- Directed by: Benoît Delépine Gustave de Kervern
- Written by: Benoît Delépine Gustave de Kervern
- Produced by: Benoît Delépine Marc Dujardin Gustave de Kervern
- Starring: Jean Dujardin Yolande Moreau
- Cinematography: Hugues Poulain
- Edited by: Stéphane Elmadjian
- Music by: Hakim Amokrane Mustapha Amokrane Nicolas Liorit Motivés Ghislain Rivera
- Production companies: Arte Wild Bunch No Money Productions
- Distributed by: Ad Vitam
- Release dates: 11 August 2018 (Locarno); 26 September 2018;
- Countries: France Belgium Germany USA
- Language: French
- Budget: $4.8 million
- Box office: $4 million

= I Feel Good (film) =

I Feel Good is a 2018 French comedy satire of both capitalism and communism directed by Benoît Delépine and Gustave de Kervern.

==Plot==
Jacques, an ambitious man pushed from the home by his old parents, decides one fine day to become rich and famous by exploiting the vein of low cost cosmetic surgery in Eastern Europe.
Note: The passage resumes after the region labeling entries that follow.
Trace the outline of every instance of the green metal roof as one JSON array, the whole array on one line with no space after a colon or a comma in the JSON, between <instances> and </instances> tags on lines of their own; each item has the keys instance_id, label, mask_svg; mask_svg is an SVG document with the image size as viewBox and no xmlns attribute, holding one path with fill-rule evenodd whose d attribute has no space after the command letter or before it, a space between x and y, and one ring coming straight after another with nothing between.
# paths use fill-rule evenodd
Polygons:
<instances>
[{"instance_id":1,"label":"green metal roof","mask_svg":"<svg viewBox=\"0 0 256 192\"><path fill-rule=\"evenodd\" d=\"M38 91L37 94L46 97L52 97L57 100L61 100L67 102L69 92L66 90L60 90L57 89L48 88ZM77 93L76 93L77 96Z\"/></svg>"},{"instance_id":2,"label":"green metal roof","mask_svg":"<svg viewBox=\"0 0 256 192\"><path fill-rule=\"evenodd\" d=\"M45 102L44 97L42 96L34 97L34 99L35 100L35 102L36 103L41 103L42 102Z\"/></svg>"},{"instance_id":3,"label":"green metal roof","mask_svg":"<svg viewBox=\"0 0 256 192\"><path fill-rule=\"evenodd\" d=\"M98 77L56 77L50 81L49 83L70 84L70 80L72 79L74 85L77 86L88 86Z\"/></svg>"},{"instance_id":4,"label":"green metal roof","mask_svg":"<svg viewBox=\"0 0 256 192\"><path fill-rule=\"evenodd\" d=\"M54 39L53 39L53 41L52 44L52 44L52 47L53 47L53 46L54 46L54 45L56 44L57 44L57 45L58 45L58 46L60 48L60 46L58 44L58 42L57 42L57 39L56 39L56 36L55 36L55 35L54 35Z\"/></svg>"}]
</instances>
To develop his business plan, he takes refuge with his sister Monique, director of an Emmaus village. By dint of giving them a better future, he will eventually take a whole group of companions to a clinic in Bulgaria, to all come back more beautiful.

==Cast==
- Jean Dujardin as Jacques Pora
- Yolande Moreau as Monique Pora
- Jean-Benoît Ugeux as Vincent

==Production==
Principal photography on the film began in August 2017 in Pyrénées-Atlantiques. It took place in the Emmaus village in Lescar. Other filming sessions took place in Pau, around the funiculaire and the city centre, as well as in Tarbes (Hautes-Pyrénées). Sequences were shot in Romania at Nicolae Ceaușescu's Palace of the Parliament and in Bulgaria at the Buzludzha Monument.